Kadınların bakış açısı ise genellikle daha empatik ve ilişkisel oluyor. Bu perspektiften konuya şöyle yaklaşılıyor:

- Bir davada talebi küçültmek, karşı tarafla ilişkileri yumuşatabilir. Örneğin aile hukuku davalarında veya komşuluk hukukunda, daha düşük taleple ilerlemek, uzlaşmanın kapısını aralayabilir.

- “Islah mı, feragat mi?” tartışması aslında sadece teknik değil; insanların duygusal dünyalarını ve ilişkilerini etkileyen bir şey.

- Empatik bakış açısına göre: “Evet, haklı olmak önemli ama barışı ve ilişkileri korumak daha da önemli olabilir.”

Burada mesele kazanmak değil, “yaşanabilir bir çözüm” bulmak.

---

Eleştirel Analiz: Hukuk Neden Bu Kadar Katı?

Benim en çok eleştirdiğim nokta şu: Hukuk çoğu zaman hayatın esnekliğine ayak uyduramıyor. İnsan ilişkilerinde her şey akışkan; dün istediğiniz yarın fazla gelebiliyor. Davacı talebini düşürmek istiyorsa, neden illa feragat prosedürü gibi daha karmaşık bir yola başvursun? Islah gibi pratik bir yol varken bu kapının kapatılması, bana gereksiz formalizm gibi geliyor.

Diğer yandan hukukçuların kaygısı da anlaşılır: Eğer herkes ıslahla talep küçültürse, dava konusu sürekli değişir ve yargılama güvenliği zedelenir. Yani mesele sadece bireysel hak değil, sistemin düzeni de. İşte burada kişisel özgürlük ile kamusal düzen çatışıyor.

---

Pratikte Karşılaşılan Sorunlar

- Bir davacı fazla bir talepte bulunmuş, sonra fark etmiş ki aslında bu kadarını kazanma ihtimali yok.

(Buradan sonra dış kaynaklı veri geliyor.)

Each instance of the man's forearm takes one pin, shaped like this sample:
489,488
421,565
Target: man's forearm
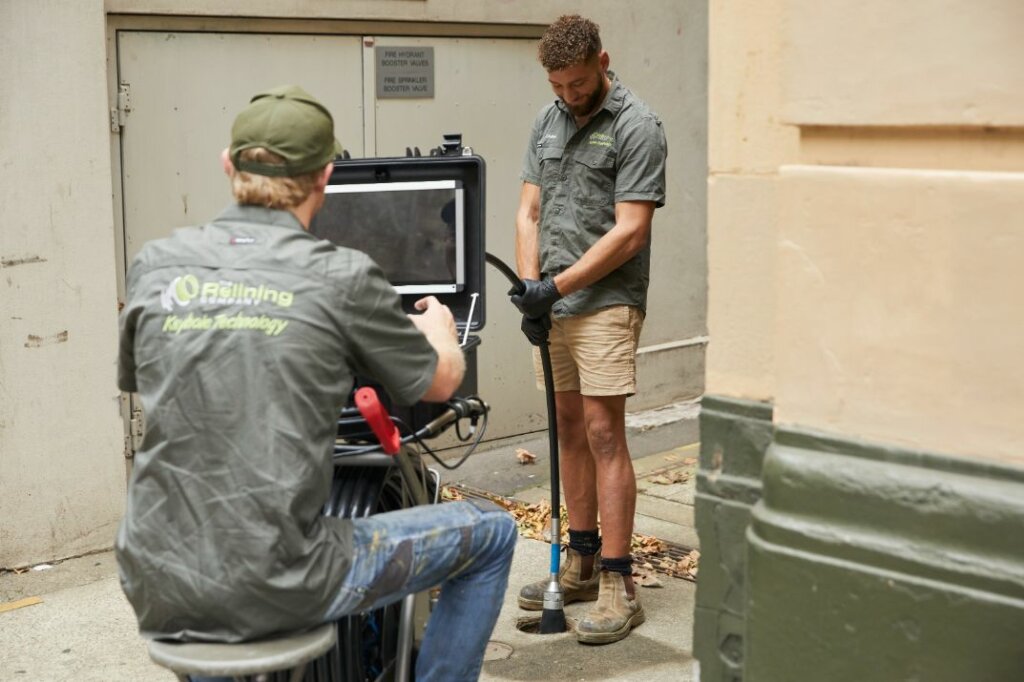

- Talebi küçültmek istiyor ama avukatı “Bunu ıslahla yapamazsın, feragat etmen lazım” diyor.

- Feragat ederse, tekrar talep hakkı doğmuyor; yani geri dönüş yok.

Burada büyük bir ikilem var: İnsanların esnekliğini kısıtlayan bir mekanizma, adalet duygusunu zedeleyebiliyor.

---

Forum İçin Tartışma Soruları

- Sizce bir davacı, talebini küçültmek istediğinde ıslahı kullanabilmeli mi?

- Hukukun bu kadar katı ve teknik olması, adalet duygusuna zarar verir mi?

- Stratejik açıdan bakınca mı, empatik açıdan bakınca mı daha adil sonuçlar doğar?

- Hayatın akışkanlığına uygun esneklik sağlamak mı, yoksa sistemin düzenini korumak mı öncelikli olmalı?

---

Sonuç: İki Perspektifin Çatışması

Bu tartışmada gördüğüm şey şu: Erkeklerin çözüm odaklı stratejik yaklaşımı, “nasıl daha verimli oluruz?” diye sorarken; kadınların empatik ve ilişkisel yaklaşımı, “nasıl daha adil ve barışçıl oluruz?” diye soruyor. Aslında ikisi de önemli.

Bana kalırsa ıslah dilekçesinin talebi küçültmeye izin vermemesi, pratikte davacıyı köşeye sıkıştırıyor. Hayatın gerçeği, taleplerin değişebileceği yönünde. Hukukun ise biraz daha insana yaklaşması gerektiğini düşünüyorum.

---

Kapanış: Irmak Gibi Akan Bir Hukuk Mümkün mü?

Hukuk, katı duvarlarla örülü bir bina gibi olmamalı. Daha çok bir ırmak gibi akmalı: yön değiştirebilen ama yatağını da koruyan. Islah meselesi, bize bu dengeyi bir kez daha düşündürüyor.

Şimdi top sizde forum ahalisi: Sizce adalet dediğimiz şey, katı kurallarda mı saklıdır, yoksa empati ve esneklikle mi şekillenir?